There’s a lot more to Bollywood that meets the eye. A lot of movies go underrated because they don’t have a glamorous star cast or if the movie is made on a low budget. These movies are too good to overlook and should be appreciated for story lines that are different and stand out.
Travel to Hawai Manzil in Bhopal’s crowded alleyways, a building shared by four women who have four interspersing stories. Their plights are different, but the constant backlash and tyranny they face have a universal quality. Debutante director Alankrita handles countless taboos. Unapologetically bold and opinionated in its treatment of grave woman issues, the film shockingly managed to elicit laughter rather than empathy from quite a chunk of the audience.
Based upon the tragic situation of acrid lack of rainfall in the Bundelkhand region of Central India and the extreme measures devout farmers undergo as a consequence. One of the most haunting films this year, courtesy stellar performances by Sanjay Mishra and Ranvir Shorey, this is a film which NEEDS the attention ‘Padmavati’ is getting.
Konkana Sen Sharma, one of the finest actors of her generation, sits in the director’s chair for the first time for a coming-of-age story, well, kind of. ADITG is the story of how Shutu, a shy student’s life spirals downward during a family holiday. Vikrant Massey does a stellar job of stepping into the shoes of a man who himself navigating the blurred lines of what is accepted in society and questions his own space within the world.
Irrfan Khan and his movies are like a breath of fresh air. They are different from the basic Bollywood style of movies. Hindi Medium targets the primary education system. Shot in the gullies of Delhi, it shows to what extents parents can go to get their child admitted to a prestigious school. The methods that the couple chooses are extreme and later on makes them realize their mistake. The humor is also good just like in any other Irrfan Khan movies, it’s worth a watch.
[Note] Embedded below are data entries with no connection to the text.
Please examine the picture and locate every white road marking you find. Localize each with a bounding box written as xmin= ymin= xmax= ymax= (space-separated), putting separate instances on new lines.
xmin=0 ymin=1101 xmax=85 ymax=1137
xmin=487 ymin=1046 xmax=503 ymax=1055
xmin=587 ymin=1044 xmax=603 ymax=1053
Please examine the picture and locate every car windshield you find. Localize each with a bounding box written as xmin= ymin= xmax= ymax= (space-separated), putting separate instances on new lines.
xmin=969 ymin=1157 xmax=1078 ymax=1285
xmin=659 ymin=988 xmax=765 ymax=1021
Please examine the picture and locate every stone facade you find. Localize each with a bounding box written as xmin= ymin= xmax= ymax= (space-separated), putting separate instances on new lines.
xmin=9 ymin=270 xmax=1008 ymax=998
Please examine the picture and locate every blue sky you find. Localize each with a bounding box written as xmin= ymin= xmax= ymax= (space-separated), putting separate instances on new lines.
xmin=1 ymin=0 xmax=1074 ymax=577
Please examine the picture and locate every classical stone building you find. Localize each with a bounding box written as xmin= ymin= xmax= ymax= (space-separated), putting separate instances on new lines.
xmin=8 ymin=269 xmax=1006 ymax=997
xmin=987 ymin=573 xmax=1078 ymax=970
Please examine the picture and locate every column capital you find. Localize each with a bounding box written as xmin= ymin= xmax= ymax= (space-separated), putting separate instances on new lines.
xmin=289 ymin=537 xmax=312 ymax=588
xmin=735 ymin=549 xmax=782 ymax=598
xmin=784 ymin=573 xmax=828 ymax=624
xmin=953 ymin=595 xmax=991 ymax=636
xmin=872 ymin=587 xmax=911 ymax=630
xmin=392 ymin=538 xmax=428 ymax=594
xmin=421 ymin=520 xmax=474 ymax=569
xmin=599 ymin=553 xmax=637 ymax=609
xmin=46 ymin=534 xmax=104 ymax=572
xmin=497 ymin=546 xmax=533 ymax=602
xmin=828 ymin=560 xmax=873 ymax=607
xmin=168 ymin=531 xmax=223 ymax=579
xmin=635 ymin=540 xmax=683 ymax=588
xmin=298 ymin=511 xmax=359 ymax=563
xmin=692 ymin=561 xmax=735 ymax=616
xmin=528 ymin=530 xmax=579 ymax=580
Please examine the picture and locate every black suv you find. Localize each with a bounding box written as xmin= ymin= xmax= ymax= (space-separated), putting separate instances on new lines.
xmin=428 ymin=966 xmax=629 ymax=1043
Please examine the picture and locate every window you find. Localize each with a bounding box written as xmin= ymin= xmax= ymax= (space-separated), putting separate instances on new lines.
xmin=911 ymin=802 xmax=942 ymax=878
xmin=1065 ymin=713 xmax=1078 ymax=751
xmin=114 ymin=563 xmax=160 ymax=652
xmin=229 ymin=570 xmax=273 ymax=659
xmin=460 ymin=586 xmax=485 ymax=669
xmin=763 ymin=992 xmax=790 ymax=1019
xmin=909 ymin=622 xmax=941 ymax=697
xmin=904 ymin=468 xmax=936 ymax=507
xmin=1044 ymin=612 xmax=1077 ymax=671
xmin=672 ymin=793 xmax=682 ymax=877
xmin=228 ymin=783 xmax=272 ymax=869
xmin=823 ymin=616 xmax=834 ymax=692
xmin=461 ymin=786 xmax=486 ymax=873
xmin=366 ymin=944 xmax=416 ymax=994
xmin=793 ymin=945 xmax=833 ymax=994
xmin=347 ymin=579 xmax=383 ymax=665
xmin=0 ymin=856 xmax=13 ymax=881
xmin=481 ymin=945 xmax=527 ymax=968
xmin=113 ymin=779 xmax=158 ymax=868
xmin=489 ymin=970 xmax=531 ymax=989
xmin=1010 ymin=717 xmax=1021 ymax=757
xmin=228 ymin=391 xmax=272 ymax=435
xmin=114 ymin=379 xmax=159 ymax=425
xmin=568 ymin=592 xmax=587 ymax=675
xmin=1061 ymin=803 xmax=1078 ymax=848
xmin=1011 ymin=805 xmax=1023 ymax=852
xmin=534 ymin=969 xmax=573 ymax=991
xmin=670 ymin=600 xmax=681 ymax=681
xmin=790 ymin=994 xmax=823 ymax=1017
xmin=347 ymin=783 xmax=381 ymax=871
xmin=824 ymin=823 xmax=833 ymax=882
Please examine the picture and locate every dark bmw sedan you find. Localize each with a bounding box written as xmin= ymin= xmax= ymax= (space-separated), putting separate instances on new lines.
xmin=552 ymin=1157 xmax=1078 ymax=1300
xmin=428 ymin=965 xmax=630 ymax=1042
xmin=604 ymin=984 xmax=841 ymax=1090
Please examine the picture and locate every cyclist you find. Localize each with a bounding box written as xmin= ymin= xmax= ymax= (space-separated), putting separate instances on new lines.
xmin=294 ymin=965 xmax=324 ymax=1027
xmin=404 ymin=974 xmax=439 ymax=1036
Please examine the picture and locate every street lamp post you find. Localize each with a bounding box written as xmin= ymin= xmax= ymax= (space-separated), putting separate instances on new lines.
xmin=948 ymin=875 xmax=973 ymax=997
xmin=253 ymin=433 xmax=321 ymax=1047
Newton’s principles and patience are put to test when he runs into Aatma Singh (Pankaj Tripathi), the armed officer responsible for providing security to Newton and his three colleagues which includes Gondi-speaking Malko (Anjali Patil). It is very well written and Rajkummar Rao has done justice to the role completely. Amit Masurkar’s Newton, after traveling to over 40 international film festivals and winning prizes in Berlin and Hong Kong, releases in India. And it’s fully worth taking a trip to the cinemas to watch this thought-provoking and amusing little indie, which follows a day in the lives of people involved in the painstaking process of conducting elections in a dangerous area deep in the jungles of Chhattisgarh.
Starring Akshay Kumar and Bhoomi Pednekar, this movie brings us to the ugly truth of villages in India.
While the song and daughter-in-law voice their concerns for constructing a toilet in the house, they’re both ridiculed for debunking the traditions of ancient India. It’s an interesting story based on the real-life situation of a woman who left home on the next day of her marriage because of the absence of a lavatory inside their home.